Mr. Wu had earlier said that all his photos of Amy’s mother had been destroyed in a typhoon. But the day before the Ropps departed from Taipei, Amy’s brother gave her a black-and-white wedding photo of Zhen-yi Wu and Fan Jin-zi, Amy’s mother. This stunning image of a handsome young man and a beautiful young woman with a face remarkably like Amy’s now graces the table in Amy’s home.
♦♦♦♦
The story ends with a man and a woman, his daughter.
There are tears.
In Hualien station, Mr. Wu stands on the train platform ramrod straight, his hands wrapped around his walking stick, which he holds in front of him at chest level. He looks at Amy on the other side of the glass and he weeps — with joy that his girl has found him, sadness that she must now depart to continue her life, relief that she is well and that the decision he made nearly forty years ago was the right one.

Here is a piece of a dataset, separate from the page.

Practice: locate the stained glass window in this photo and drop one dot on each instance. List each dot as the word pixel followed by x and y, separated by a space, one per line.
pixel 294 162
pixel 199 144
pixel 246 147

Over the next year, the Ropps and the Wus will exchange e-mails, with Paul doing the translating for Marj and Amy, and signing off as “Your American Uncle.” The Wus will send a tape at New Year’s offering their best wishes and urging Amy, a nursing student, to work hard, using an old Chinese expression that translated literally means “add oil.” Amy wants to study Chinese and is planning a return trip to Taiwan this May.
On Thanksgiving 2010, Hui-ru will write her American sister, making a brave effort to understand the workings of the holiday (“It is a day for the family to gather for dinner with turkey, salad, bread, and red wine! Is that right?”).
And a final message: “BaBa wants us to tell you when we write that he loves you and misses you every day. Although you are all very busy, please remember that your Taiwan family misses you and hopes you are happy.”
From the platform in Hualien, Amy’s sisters approach the train and press their hands to the glass. Amy presses back. The train starts to move. The families wave as the train pulls away, and until they can no longer see one another. “Dad,” Amy says. “That was hard.”
Marj later will write about Amy’s reunion in a family newsletter, concluding her account with a Chinese phrase that the Ropps and the Wus believe will hold true.
Zai jian, zai jian. See you again. See you again.